Jebakan formalisme pendidikan yang bersumber dari pragmatisme
Kegiatan bersekolah seringkali disamaartikan dengan pendidikan, kegiatan rutin pergi pagi pulang siang, murid duduk di bangku sambil mendengarkan guru menyampaikan pelajaran, pada akhir tahun mendapatkan laporan hasil pendidikan dan pada akhir pendidikan mendapatkan ijazah. Kegiatan ini diikuti oleh jutaan orang Indonesia melibatkan semua struktur dalam masyarakat, oleh rakyat dan juga pemerintah. Apabila bersekolah sama dengan pendidikan apakah kegiatan persekolahan yang dilakukan telah mencapai hasil yang diharapkan dalam pendidikan, yaitu mencapai manusia seutuhnya atau telah mencerdaskan kehidupan bangsa seperti yang tercantum dalam pembukaan UUD 45. Karena tujuan pendidikan secara substansial merujuk kepada upaya untuk membuat suatu perubahan yang lebih baik dan salah satu komponen penting perubahan tersebut adalah pembangunan karakter.  

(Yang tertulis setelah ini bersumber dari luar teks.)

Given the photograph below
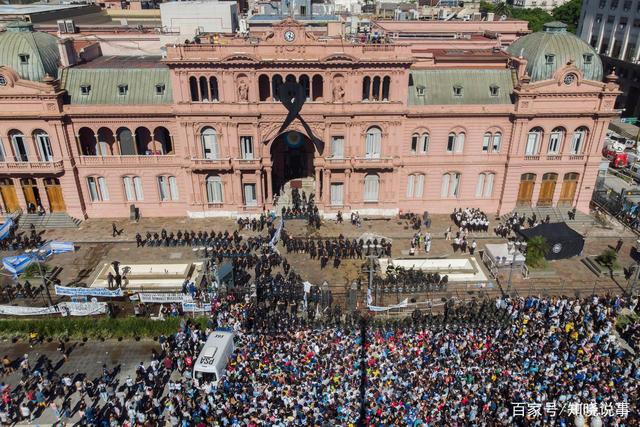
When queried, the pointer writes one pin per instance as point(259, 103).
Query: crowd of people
point(337, 248)
point(470, 219)
point(473, 365)
point(302, 208)
point(19, 240)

            Kegiatan Pendidikan (mungkin istilah yang lebih tepat adalah persekolahan) menjadi sebuah kewajiban yang diarahkan menjadi cara untuk mendapatkan pekerjaan yang “bergengsi” pendidikan bukan merupakan cara untuk memartabatkan dan memuliakan manusia, indikator keberhasilan pendidikan adalah pekerjaan yang bagus, jabatan yang tinggi dan kekayaan material. Bukan diarahkan agar anak didik memiliki kehormatan , cita-cita, respek terhadap kehidupan; terhadap sesama manusia dan terhadap lingkungan. Tilaar (1999a) mensinyalir bahwa Indonesia tidak saja mengalami krisis secara ekonomi, tetapi juga mengalami krisis pendidikan. Dia menyoroti  bagaimana pendidikan dijalankan pada jaman orde baru, bahwa pendidikan telah dipisahkan dari budaya.

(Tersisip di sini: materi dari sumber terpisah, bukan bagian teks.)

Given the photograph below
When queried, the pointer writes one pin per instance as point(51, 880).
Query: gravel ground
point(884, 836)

Praksis pendidikan yang berjalan digambarkan oleh Postman (1995) sebagai sebuah kegiatan yang konservatif dan subversive, karena sekolah sebagai tempat pendidikan telah menjadi tembok pembatas dari upaya untuk memberikan ruang yang lapang  untuk pergerakan pemikiran, dan bahkan mungkin telah menghianati upaya untuk melanggengkan demokratisasi. Pendidikan lebih banyak mengajarkan ketidakberdayaan, bukan kemandirian.   

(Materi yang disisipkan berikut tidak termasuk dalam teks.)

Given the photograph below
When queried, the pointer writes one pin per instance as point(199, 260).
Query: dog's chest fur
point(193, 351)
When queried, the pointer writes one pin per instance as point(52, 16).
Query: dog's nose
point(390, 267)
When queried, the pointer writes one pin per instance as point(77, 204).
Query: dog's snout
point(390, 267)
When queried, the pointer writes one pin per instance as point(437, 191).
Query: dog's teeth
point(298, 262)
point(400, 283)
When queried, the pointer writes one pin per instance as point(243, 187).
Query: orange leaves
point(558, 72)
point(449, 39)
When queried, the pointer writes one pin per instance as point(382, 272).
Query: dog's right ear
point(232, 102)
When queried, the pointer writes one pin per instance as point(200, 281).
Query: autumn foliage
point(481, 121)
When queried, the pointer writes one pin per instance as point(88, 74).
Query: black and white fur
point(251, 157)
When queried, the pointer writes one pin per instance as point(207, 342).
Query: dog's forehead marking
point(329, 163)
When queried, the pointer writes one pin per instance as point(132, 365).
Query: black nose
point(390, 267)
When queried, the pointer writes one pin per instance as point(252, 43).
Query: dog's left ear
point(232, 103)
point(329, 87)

Pendidikan yang salah arah telah menimbulkan berbagai implikasi yang negative, dari manusia yang terdidik tinggi ide-ide mengenai kehancuran diciptakan. Pembuatan Senjata pemusnah massal, pengurasakan alam secara massif. Pendidikan telah menjadikan manusia kehilangan kemampuan untuk mengembangkan minat terhadap kehidupan (Erich Fromm menyebutnya dengan biofilus) karena yang muncul adalah nafsu necrofilik yang menghancurkan. Pendidikan yang dijalankan telah melahirkan manusia-manusia dengan mental korup dan merusak. Kita ketahui bahwa para pelaku korupsi adalah mereka yang terdidik tinggi. Bukankah suatu hal yang paradoks apabila pendidikan berbanding terbalik dengan kebaikan.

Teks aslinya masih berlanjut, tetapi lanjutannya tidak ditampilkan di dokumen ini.